Unfortunately, the press release (the full report is not yet online) badly misrepresents the scientific evidence on risk, particularly when it comes to phthalates, which it describes as “having been linked to malformed or underdeveloped reproductive organs in males.”
There is no study showing that male human children had or have malformed reproductive systems due to phthalate exposure.
The most that has been suggested by one study published by Shanna Swan in the journal Environmental Health Perspectives is that some – not all – phthalates were correlated with a shorter anogenital index (AGI) in male infants (the AGI is a biomarker denoting the distance from the anus to the base of the penis, divided by the weight at the time of measurement).

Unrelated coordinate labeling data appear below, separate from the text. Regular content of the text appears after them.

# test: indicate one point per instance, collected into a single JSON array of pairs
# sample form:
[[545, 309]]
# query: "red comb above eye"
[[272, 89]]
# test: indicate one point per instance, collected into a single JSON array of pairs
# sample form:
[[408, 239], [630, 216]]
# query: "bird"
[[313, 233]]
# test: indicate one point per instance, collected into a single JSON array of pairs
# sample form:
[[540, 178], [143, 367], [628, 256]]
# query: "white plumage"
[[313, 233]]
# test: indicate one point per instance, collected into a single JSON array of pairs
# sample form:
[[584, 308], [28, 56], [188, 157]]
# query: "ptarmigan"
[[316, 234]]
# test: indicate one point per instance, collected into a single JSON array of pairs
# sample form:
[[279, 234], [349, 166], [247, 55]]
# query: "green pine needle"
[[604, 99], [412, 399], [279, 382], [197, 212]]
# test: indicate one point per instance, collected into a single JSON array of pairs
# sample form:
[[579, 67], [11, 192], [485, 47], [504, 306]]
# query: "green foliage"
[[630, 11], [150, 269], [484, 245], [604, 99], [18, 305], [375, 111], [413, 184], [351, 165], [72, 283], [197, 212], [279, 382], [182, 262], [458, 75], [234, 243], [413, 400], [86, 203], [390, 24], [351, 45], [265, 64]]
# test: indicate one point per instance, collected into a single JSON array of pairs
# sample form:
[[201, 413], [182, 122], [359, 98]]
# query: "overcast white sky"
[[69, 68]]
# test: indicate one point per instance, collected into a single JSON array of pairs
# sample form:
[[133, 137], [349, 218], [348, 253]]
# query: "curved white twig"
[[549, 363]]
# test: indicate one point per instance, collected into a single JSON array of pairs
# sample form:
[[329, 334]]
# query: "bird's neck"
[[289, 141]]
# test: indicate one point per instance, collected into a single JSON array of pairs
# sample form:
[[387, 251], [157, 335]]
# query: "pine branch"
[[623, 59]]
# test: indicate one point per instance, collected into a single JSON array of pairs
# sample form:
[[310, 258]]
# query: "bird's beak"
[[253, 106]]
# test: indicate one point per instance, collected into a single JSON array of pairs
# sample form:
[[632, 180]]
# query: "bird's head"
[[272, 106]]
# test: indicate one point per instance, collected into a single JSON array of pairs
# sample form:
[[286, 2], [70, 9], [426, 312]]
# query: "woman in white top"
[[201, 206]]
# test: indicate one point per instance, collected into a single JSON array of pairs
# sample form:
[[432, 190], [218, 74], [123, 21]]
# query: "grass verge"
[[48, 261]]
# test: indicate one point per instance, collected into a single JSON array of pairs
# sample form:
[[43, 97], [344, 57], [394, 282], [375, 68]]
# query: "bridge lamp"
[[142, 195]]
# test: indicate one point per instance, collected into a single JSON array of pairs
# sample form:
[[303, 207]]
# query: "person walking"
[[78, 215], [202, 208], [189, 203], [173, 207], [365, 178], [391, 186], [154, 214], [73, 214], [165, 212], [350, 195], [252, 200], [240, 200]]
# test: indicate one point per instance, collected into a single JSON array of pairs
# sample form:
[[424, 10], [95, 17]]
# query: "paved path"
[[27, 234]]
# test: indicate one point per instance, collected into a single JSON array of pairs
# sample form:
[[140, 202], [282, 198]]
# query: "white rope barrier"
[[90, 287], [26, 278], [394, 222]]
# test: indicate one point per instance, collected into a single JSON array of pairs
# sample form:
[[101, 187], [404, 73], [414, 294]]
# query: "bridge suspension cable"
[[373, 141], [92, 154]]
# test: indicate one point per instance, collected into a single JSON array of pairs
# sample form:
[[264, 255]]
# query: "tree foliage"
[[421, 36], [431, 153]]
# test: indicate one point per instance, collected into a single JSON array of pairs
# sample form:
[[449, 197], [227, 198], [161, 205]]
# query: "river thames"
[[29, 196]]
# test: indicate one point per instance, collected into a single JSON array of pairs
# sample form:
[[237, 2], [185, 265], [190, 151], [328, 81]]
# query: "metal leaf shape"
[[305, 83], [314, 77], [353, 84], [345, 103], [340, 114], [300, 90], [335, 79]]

But because no-one in the scientific or medical community has established what constitutes a normal range for AGI is in baby boys, it is misleading to claim that this finding translates into “underdeveloped reproductive organs.” Shorter in the EHP study was still within the normal range.
And merely describing a chemical as a known carcinogen, as IEHN does, is meaningless in terms of actual risk, which has to be judged on how much of the chemical we are exposed to and the nature of its toxicity. Otherwise, to be consistent, the IEHN should be advising investors to pull out of any company involved in growing or marketing tomatoes (the caffeic acid that naturally occurs in tomatoes is carcinogenic to rodents at very high levels).
If this is the level of research that went into “Beneath the Skin,” it is tempting to say that investors are getting useless information; but they’re not: the IEHN and its work reflects the growing power of environmental activism in the marketplace, and the truth that information doesn’t need to be true to be powerful.